Code reviews are commonly used to verify the quality of code before it goes to production. Does this include a review of variable names? We can conduct a survey on this to learn about the practices used by professional developers, and specifically how they decide whether names are good or not.
Finding good names is hard. And sometimes names we think are good turn out not to be (see our paper on names, including misleading ones). This project is about these problematic cases. Can we characterize them? A possible beginning is to create a naming experiment, and ask participants which variables were hard to name and why.
Complexity metrics for OOP are based on reasonable ideas, but have seldom been validated in any way on real code. The project is to study inheritence and composition as they appear in real code (using large popular open-source projects), and come up with hypotheses and experiments on how these properties affect complexity.
It is commonly accepted that a method should perform a single task. But how small should it be? Making methods very small is good for unit testing, as only few tests are needed. But this may cause the code to become fragmented to the point that it is harder to understand. The project is to try to characterize this tradeoff, and also to review the situation in real open-source code.
Linux (and many other large systems) follows a perpetual development lifecycle model, with a continuous backbone of development activity that is interrupted at times to produce a new stable release (see our paper characterizing this process). It is conjectured that the release activity is related to improving the code and the systems stability, but can this be quantified using code metrics? The project is to characterize what happens both in the preperation before a release and in the period following it, and how it differs from normal development on one hand and continued maintenance on the other.
A developer that enters a long term software project suffers an inherent disadvantage: the code he sees is the result of a long evolutionary process, and is therefore harder to understand than it was to the developers that actually followed the process of its creation.
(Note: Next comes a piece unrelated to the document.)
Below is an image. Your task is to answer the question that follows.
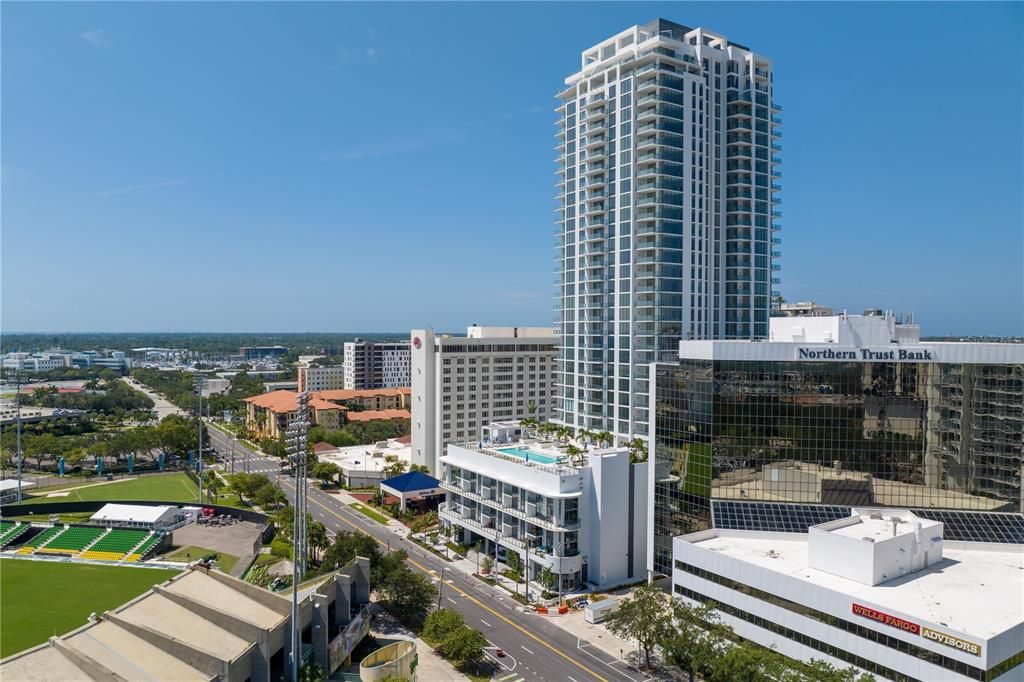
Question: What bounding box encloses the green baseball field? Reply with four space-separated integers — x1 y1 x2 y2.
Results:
11 473 199 502
0 559 178 657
This project is about creating a tool to reconstruct historical views of the code, and assessing whether it indeed helps developers understand the code better. This may be based on file history flow graphs.
System growth is typically measured in LOC or number of modules. But in an operating system like Linux one may be able to measure functional growth. We have already shown that the growth in number of system calls is slowing down considerably, but the growth in configuration options is accelerating (see paper). The project is to extend this to other metrics, such as flags to system calls and ioctl calls.